La petite a subie un AVC  dès avant sa naissance de sorte qu'elle est née avec un sérieux handicap qui devait l'empêcher de parler et de marcher selon les médecins.   Sa mère adoptive cessa de travailler pour s'occuper de l'enfant. Ensemble, elles ont mis de l'énergie, elles ont cru en la capacité de l'enfant de devenir autonome, de sorte qu'aujourd'hui elle parle, marche, va à l'école, chante et participe à des concours de chant. Comme elle a subi de l'intimidation à l'école a cause d'un petit handicap, elle donne des conférences contre l'intimidation. Je croyais entendre Jésus dire au paralytique: Lève-toi, prends ta vie en main et va. Ce matin ce fut l'objet de ma prière et de ma méditation.

Je suis certain que cet événement, un fois l'émission terminée, tombera dans l'oubli. Et pourtant nous avons là à mes yeux une belle leçon d'Évangile. Nous avons là un témoignage de foi, foi en l'être humain qui est foi en Dieu parce que les deux sont inséparables. Jésus a dit aux siens: "Allez en Galilée, c'est là que vous me verrez." Le mère de NIA était en Galilée avec le Christ. N'avons-nous pas trop enfermé Jésus Christ au tabernacle pour adorer et pendant ce temps, les chrétiens sur le terriain vivent avec Lui souvent sans le savoir. Ce serait peut être des pistes de réflexion en vue du tournant missionnaire. 

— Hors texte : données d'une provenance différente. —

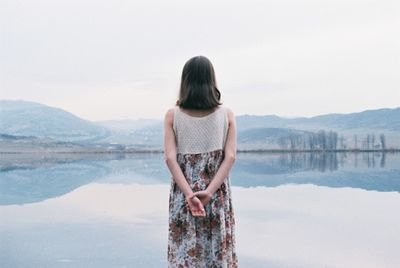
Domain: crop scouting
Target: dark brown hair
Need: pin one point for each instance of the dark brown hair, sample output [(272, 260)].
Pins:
[(198, 88)]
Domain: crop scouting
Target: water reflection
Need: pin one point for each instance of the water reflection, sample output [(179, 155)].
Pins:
[(125, 225), (32, 178)]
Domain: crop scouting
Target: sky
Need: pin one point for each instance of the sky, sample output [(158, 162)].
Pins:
[(114, 60)]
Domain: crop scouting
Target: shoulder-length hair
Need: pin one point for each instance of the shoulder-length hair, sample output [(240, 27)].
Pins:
[(198, 89)]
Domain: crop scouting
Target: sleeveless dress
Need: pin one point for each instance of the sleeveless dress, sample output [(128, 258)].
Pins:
[(201, 242)]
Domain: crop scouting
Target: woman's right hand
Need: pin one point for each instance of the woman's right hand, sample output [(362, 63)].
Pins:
[(196, 206)]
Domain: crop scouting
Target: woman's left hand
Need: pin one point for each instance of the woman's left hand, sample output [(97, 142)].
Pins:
[(204, 196)]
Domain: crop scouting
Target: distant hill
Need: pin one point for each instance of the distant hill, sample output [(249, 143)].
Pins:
[(387, 119), (24, 118)]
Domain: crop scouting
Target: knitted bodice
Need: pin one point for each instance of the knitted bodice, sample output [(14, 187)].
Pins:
[(200, 134)]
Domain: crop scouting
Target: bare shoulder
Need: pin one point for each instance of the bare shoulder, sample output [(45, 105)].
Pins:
[(169, 115), (231, 115)]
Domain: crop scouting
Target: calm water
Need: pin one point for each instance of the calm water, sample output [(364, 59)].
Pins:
[(292, 210)]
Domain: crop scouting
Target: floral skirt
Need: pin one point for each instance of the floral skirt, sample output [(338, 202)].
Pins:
[(201, 241)]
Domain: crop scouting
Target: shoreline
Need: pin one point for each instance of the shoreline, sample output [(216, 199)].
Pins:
[(146, 151)]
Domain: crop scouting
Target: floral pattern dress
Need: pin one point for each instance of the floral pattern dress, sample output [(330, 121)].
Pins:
[(201, 242)]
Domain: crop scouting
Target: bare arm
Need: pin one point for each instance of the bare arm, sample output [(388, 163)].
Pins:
[(170, 155), (226, 165), (229, 158)]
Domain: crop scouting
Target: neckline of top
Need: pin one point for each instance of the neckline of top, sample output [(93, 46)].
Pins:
[(199, 117)]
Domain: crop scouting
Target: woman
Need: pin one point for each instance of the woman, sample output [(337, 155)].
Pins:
[(200, 150)]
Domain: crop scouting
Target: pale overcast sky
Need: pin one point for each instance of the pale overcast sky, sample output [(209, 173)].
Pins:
[(121, 59)]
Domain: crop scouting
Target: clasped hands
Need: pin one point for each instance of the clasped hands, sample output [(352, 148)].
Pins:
[(197, 202)]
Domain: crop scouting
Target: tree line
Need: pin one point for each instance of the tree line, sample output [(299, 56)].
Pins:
[(330, 140)]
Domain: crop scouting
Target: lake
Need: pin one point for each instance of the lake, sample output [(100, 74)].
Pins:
[(111, 210)]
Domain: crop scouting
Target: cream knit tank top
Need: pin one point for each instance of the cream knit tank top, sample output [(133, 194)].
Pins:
[(195, 135)]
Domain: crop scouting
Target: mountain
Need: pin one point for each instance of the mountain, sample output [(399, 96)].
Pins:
[(25, 118), (387, 119)]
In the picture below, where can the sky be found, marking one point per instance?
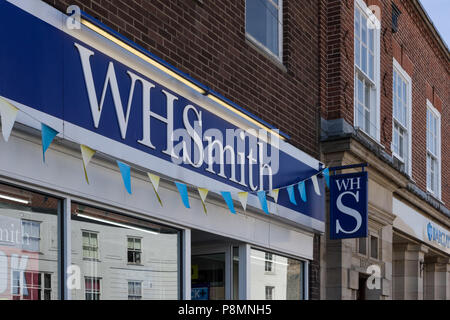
(439, 12)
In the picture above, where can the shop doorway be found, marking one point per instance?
(214, 267)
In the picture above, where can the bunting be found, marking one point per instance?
(228, 200)
(8, 113)
(182, 189)
(243, 196)
(48, 134)
(326, 173)
(274, 193)
(263, 201)
(302, 191)
(87, 154)
(154, 179)
(126, 175)
(315, 184)
(203, 193)
(290, 190)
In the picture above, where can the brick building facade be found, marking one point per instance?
(408, 45)
(310, 95)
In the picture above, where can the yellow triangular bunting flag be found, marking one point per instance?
(315, 184)
(87, 154)
(274, 194)
(203, 193)
(155, 184)
(8, 112)
(243, 199)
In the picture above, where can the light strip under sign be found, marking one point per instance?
(173, 74)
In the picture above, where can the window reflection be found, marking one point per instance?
(28, 245)
(274, 277)
(123, 257)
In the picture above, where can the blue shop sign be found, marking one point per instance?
(106, 102)
(349, 205)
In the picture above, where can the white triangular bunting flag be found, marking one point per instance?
(203, 193)
(315, 184)
(243, 196)
(8, 112)
(155, 184)
(87, 154)
(274, 193)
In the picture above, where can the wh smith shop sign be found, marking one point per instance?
(96, 93)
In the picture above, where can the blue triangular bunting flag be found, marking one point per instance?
(48, 134)
(326, 173)
(263, 201)
(126, 175)
(302, 190)
(291, 193)
(182, 189)
(228, 200)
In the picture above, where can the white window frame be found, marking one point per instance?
(278, 57)
(434, 111)
(408, 163)
(375, 98)
(269, 262)
(98, 244)
(269, 290)
(33, 224)
(91, 291)
(134, 295)
(134, 250)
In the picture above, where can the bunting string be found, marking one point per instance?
(8, 114)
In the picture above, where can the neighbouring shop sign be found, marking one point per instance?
(349, 205)
(97, 94)
(437, 235)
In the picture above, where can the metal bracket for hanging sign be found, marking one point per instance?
(351, 166)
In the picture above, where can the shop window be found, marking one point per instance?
(134, 290)
(122, 273)
(263, 25)
(134, 250)
(92, 288)
(90, 245)
(366, 44)
(29, 241)
(286, 284)
(269, 292)
(401, 137)
(433, 151)
(374, 247)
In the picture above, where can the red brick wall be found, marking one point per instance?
(417, 51)
(206, 39)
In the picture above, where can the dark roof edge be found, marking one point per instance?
(423, 13)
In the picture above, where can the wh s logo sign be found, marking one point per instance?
(348, 206)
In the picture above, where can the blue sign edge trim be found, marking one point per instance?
(179, 72)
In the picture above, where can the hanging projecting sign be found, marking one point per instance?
(96, 93)
(348, 205)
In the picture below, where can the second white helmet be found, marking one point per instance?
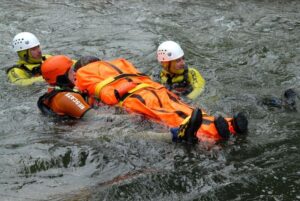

 Nous sommes tellement habitués à juger les gens de l'extérieur comme au Paradis terrestre et à oublier la leçon de l'Évangile. La langue et les jugements tuent plus de monde que les fusils. Si nous savions le nombre de morts vivants qui se promènent sur les trottoirs tués par nos jugements, nous nous convertirions peut être. Jésus est venu nous enseigner à ne pas juger sur l'extérieur mais à partir de l'être intérieur et de comprendre les comportements à partir des blessures ou des maladies. Le père du jeune cadet dans l'Évangile de Luc accueille son fils non à partir de ce qu'il a fait mais de ce qu'il est SON FILS et il nous dit: C'est comme cela que vous devez vous accueillir les uns les autres, non au niveau de l'agir mais de l'être. Et pour moi, c'est maintenant ma façon de vivre le  sacrement du pardon au niveau de l'être, des blessures ou des souffrances des personnes pour les guérir et non d'abord au niveau des actes qui sonnt des conséquences. Je souhaite que notre carême ne soit pas seulement un vécu liturgique mais soit un VRAI CARÊME vécu en Galilée. 

mardi, 25 février 2020 15:27

Le plus grand.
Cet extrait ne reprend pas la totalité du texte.